Behe is not anti-science in the same way as those who attack Darwin and who attack scientists. As a general rule, Behe looks for scientific explanations behind his beliefs. He accepts evolution and common descent.

Yes, it's true that he's guilty of doing bad science and it's true that he wants Intelligent Design Creationism to be part of science. That's not the same as being anti-science. He hasn't completely gone over to the dark side.

When I say that someone is anti-science I mean that they express hatred toward scientists and disgust at the current practice of science. Behe doesn't do that but Jonathan Wells does. Where I find fault with Behe, more than anything, is that he's an intellectual coward for not speaking out against the Christian fundamentalists who reject evolution and common descent.

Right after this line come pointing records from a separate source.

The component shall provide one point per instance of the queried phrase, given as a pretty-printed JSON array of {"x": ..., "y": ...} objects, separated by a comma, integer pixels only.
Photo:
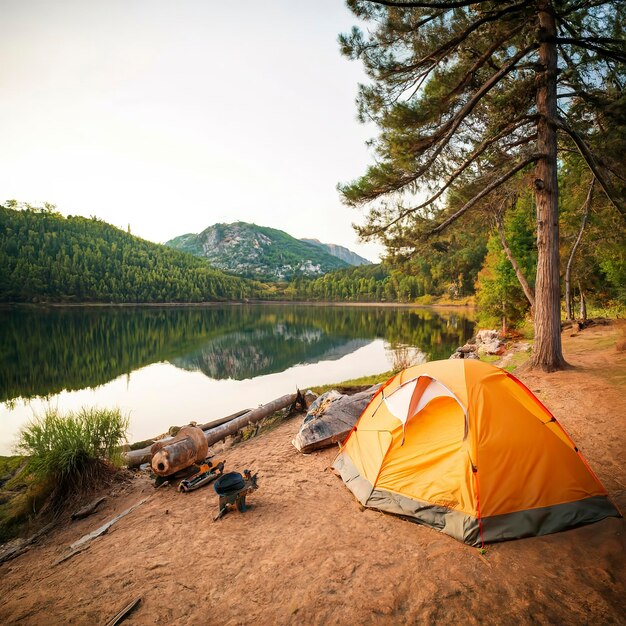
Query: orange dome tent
[{"x": 466, "y": 448}]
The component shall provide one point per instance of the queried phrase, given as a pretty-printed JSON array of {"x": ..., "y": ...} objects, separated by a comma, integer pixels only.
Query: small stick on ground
[{"x": 121, "y": 616}]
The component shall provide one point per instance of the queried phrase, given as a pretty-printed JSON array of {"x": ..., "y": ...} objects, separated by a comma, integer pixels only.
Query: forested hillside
[
  {"x": 47, "y": 257},
  {"x": 257, "y": 252}
]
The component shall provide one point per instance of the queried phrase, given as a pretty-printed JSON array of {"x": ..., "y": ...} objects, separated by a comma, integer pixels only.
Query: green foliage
[
  {"x": 47, "y": 257},
  {"x": 61, "y": 447},
  {"x": 449, "y": 269},
  {"x": 498, "y": 291},
  {"x": 257, "y": 252}
]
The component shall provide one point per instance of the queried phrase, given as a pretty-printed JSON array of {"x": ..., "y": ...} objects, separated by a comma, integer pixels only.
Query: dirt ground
[{"x": 307, "y": 553}]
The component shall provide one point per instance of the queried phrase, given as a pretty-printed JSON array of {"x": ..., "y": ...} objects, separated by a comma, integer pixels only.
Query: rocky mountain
[
  {"x": 258, "y": 252},
  {"x": 352, "y": 258}
]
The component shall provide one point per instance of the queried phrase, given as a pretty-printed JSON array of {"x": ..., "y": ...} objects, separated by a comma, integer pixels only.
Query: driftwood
[
  {"x": 83, "y": 543},
  {"x": 88, "y": 509},
  {"x": 121, "y": 616},
  {"x": 333, "y": 422},
  {"x": 135, "y": 458},
  {"x": 188, "y": 447},
  {"x": 221, "y": 432},
  {"x": 226, "y": 426}
]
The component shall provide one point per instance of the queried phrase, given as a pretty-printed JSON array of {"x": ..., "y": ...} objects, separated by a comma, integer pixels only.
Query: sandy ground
[{"x": 307, "y": 553}]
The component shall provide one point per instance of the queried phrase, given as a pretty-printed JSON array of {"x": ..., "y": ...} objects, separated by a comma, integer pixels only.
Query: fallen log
[
  {"x": 221, "y": 432},
  {"x": 188, "y": 447},
  {"x": 229, "y": 426},
  {"x": 134, "y": 458}
]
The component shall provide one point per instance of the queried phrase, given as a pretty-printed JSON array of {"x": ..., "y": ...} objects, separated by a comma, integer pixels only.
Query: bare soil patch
[{"x": 307, "y": 553}]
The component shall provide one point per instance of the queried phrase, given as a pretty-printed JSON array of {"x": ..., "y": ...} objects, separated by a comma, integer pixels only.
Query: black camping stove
[{"x": 232, "y": 488}]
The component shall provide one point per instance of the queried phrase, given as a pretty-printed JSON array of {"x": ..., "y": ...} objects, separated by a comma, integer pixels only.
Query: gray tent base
[{"x": 465, "y": 528}]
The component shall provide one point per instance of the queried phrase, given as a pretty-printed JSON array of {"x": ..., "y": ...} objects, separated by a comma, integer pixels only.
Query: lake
[{"x": 167, "y": 366}]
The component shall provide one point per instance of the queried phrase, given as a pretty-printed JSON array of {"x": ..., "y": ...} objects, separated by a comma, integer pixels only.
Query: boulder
[{"x": 330, "y": 418}]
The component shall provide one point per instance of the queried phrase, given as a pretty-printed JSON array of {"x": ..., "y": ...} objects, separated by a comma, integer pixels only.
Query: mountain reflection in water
[{"x": 44, "y": 351}]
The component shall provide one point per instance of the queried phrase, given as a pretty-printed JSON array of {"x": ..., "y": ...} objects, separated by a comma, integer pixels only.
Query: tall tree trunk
[
  {"x": 528, "y": 292},
  {"x": 548, "y": 353},
  {"x": 583, "y": 305},
  {"x": 569, "y": 308}
]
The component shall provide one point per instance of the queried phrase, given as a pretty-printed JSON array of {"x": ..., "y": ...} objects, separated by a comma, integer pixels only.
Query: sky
[{"x": 170, "y": 116}]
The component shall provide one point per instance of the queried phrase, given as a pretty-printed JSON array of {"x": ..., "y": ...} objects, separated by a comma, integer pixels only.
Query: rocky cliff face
[
  {"x": 352, "y": 258},
  {"x": 258, "y": 252}
]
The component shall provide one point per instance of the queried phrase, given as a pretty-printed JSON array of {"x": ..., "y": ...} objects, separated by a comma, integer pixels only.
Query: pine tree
[{"x": 471, "y": 95}]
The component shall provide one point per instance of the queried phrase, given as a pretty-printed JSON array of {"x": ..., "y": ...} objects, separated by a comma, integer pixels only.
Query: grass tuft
[{"x": 63, "y": 448}]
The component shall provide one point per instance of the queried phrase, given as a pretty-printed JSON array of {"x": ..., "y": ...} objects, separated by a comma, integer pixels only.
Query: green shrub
[{"x": 62, "y": 447}]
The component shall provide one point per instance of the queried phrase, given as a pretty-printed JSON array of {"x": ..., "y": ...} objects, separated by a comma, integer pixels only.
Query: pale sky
[{"x": 172, "y": 115}]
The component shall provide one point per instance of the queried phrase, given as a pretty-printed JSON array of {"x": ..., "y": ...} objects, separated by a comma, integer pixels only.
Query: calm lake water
[{"x": 171, "y": 365}]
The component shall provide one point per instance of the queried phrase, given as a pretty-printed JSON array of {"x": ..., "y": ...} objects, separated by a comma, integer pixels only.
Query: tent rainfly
[{"x": 466, "y": 448}]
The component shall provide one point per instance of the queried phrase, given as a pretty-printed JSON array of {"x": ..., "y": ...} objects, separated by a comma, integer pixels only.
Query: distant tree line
[{"x": 47, "y": 257}]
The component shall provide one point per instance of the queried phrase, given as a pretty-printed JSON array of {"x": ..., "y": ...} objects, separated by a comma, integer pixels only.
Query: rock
[
  {"x": 491, "y": 347},
  {"x": 330, "y": 419},
  {"x": 486, "y": 336}
]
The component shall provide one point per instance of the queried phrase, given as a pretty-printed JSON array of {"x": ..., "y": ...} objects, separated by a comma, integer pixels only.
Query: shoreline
[{"x": 207, "y": 304}]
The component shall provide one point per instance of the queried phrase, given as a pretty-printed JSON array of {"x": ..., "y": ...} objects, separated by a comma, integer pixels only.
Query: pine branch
[
  {"x": 526, "y": 288},
  {"x": 423, "y": 5},
  {"x": 570, "y": 260},
  {"x": 615, "y": 55},
  {"x": 486, "y": 191},
  {"x": 594, "y": 166},
  {"x": 455, "y": 175},
  {"x": 451, "y": 126},
  {"x": 451, "y": 44}
]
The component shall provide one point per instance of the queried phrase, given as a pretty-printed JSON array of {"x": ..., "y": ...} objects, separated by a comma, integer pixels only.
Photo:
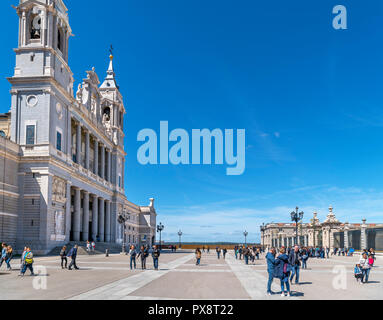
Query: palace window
[
  {"x": 58, "y": 140},
  {"x": 30, "y": 134}
]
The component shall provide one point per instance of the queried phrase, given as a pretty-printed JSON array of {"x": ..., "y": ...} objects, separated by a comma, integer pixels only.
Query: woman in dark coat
[{"x": 282, "y": 271}]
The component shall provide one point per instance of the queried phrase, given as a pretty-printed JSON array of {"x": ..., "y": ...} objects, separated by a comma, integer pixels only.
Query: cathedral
[{"x": 62, "y": 157}]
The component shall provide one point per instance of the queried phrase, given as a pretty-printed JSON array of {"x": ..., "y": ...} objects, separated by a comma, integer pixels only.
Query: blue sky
[{"x": 310, "y": 98}]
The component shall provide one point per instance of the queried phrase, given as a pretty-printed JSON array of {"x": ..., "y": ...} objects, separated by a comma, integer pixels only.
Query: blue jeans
[
  {"x": 271, "y": 277},
  {"x": 155, "y": 262},
  {"x": 27, "y": 266},
  {"x": 295, "y": 272},
  {"x": 366, "y": 274},
  {"x": 132, "y": 262},
  {"x": 285, "y": 281}
]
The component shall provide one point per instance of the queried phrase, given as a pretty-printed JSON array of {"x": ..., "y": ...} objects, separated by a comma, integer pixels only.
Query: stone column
[
  {"x": 101, "y": 219},
  {"x": 102, "y": 173},
  {"x": 77, "y": 214},
  {"x": 94, "y": 217},
  {"x": 363, "y": 235},
  {"x": 87, "y": 149},
  {"x": 107, "y": 221},
  {"x": 85, "y": 218},
  {"x": 78, "y": 144},
  {"x": 68, "y": 213},
  {"x": 95, "y": 163}
]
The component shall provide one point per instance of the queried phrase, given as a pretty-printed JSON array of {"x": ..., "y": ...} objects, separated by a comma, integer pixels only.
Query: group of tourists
[
  {"x": 26, "y": 260},
  {"x": 143, "y": 253},
  {"x": 6, "y": 255},
  {"x": 248, "y": 254},
  {"x": 286, "y": 265},
  {"x": 363, "y": 268},
  {"x": 218, "y": 250}
]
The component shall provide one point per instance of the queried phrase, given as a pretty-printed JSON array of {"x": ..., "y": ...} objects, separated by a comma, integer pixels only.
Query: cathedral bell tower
[{"x": 42, "y": 84}]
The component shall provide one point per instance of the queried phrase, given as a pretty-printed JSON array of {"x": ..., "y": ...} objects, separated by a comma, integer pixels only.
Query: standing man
[
  {"x": 73, "y": 255},
  {"x": 294, "y": 261},
  {"x": 270, "y": 258},
  {"x": 218, "y": 250},
  {"x": 28, "y": 262},
  {"x": 143, "y": 254},
  {"x": 155, "y": 254},
  {"x": 133, "y": 254}
]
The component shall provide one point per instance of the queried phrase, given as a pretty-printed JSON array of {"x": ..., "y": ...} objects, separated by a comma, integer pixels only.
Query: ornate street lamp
[
  {"x": 122, "y": 218},
  {"x": 180, "y": 235},
  {"x": 263, "y": 229},
  {"x": 160, "y": 227},
  {"x": 245, "y": 234},
  {"x": 296, "y": 217}
]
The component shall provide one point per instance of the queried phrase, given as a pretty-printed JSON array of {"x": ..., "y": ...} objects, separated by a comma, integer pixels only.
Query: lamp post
[
  {"x": 245, "y": 234},
  {"x": 160, "y": 227},
  {"x": 296, "y": 217},
  {"x": 263, "y": 229},
  {"x": 180, "y": 235}
]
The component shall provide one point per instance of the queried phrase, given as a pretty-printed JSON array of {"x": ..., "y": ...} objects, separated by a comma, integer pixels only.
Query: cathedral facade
[{"x": 63, "y": 159}]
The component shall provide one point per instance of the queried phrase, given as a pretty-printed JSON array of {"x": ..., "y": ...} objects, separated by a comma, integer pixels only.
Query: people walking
[
  {"x": 3, "y": 253},
  {"x": 294, "y": 260},
  {"x": 63, "y": 255},
  {"x": 28, "y": 262},
  {"x": 143, "y": 254},
  {"x": 270, "y": 259},
  {"x": 218, "y": 250},
  {"x": 282, "y": 271},
  {"x": 133, "y": 255},
  {"x": 73, "y": 255},
  {"x": 155, "y": 255},
  {"x": 9, "y": 257},
  {"x": 198, "y": 255},
  {"x": 365, "y": 266}
]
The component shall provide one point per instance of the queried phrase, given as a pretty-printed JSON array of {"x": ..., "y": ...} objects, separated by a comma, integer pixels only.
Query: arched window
[
  {"x": 35, "y": 26},
  {"x": 60, "y": 39}
]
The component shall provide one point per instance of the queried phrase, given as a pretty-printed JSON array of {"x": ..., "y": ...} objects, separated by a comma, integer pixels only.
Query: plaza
[{"x": 110, "y": 278}]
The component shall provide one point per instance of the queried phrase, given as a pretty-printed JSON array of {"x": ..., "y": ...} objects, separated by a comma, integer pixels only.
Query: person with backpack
[
  {"x": 282, "y": 271},
  {"x": 294, "y": 261},
  {"x": 9, "y": 257},
  {"x": 270, "y": 259},
  {"x": 3, "y": 253},
  {"x": 143, "y": 254},
  {"x": 155, "y": 255},
  {"x": 63, "y": 257},
  {"x": 365, "y": 266},
  {"x": 218, "y": 250},
  {"x": 198, "y": 256},
  {"x": 73, "y": 255},
  {"x": 28, "y": 262},
  {"x": 358, "y": 274},
  {"x": 133, "y": 255}
]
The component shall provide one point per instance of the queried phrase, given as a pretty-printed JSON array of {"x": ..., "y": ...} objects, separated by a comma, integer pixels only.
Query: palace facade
[
  {"x": 62, "y": 157},
  {"x": 331, "y": 233}
]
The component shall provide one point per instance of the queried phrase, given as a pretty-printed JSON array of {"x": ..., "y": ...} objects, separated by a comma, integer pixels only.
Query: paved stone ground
[{"x": 108, "y": 278}]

He's a theistic accommodationist.

A. Vargas said...

"He's a theistic accommodationist"

Larry, Behe IS anti-evolution and Anti-common descent, or at least he doubts it. His silly arguents about the bloood clotting system are argues against common descnet and nothing else; that's the idea of "irreducible complexity", that complex things cannot come into existence by steps but only suddenly, with everything already "in place".

A. Vargas said...

I think this post is very weird, Larry. It's almost like you are pulling our legs.
Behe is a creationist, a veiled one for sure, but don't let him fool you. Behe may accept microevolution, but his arguments about the origin of complex adaptations are targeted to produce creationist explanations. Period.

Behe is obviously one of the biggest disfavors to science that walks the earth. He has repeated some some legitimate scientific questions and criticisms of neodarwinism but confuses the issue heavily by answering them via supernatural hanky-panky. He taints those questions with an issue that divides people and WILL draw many mindless advocates and deniers as well.

Anonymous said...

Re Behe

I would have to agree with the others who have labeled Prof. Behe anti-science. Even though he endorsed common descent in his Dover testimony, when he speaks before church groups, he fudges his acceptance. I suspect that Behe would reject common descent if he thought he could get away with it and still maintain a modicum of credibility in the scientific community.

Re Denton

Having downloaded an interview which Prof. Denton gave to the Un. of California extension service in 2002, it is my impression that his viewpoint has considerably evolved since his Evolution in Crisis book was published. Based on that interview, it appears that his major dissent from the synthesis is his claim that natural selection is only a partial explanation for speciation, although at the same time admitting that he has nothing to offer as an alternative.

Torbjörn Larsson said...

"When I say that someone is anti-science I mean that they express hatred toward scientists and disgust at the current practice of science."

Ah, I see. Well, my own attempt to definition would also incorporate practices that are antithetic to science, such as pseudoscience, woo and similar crankery, since they all are damaging for science.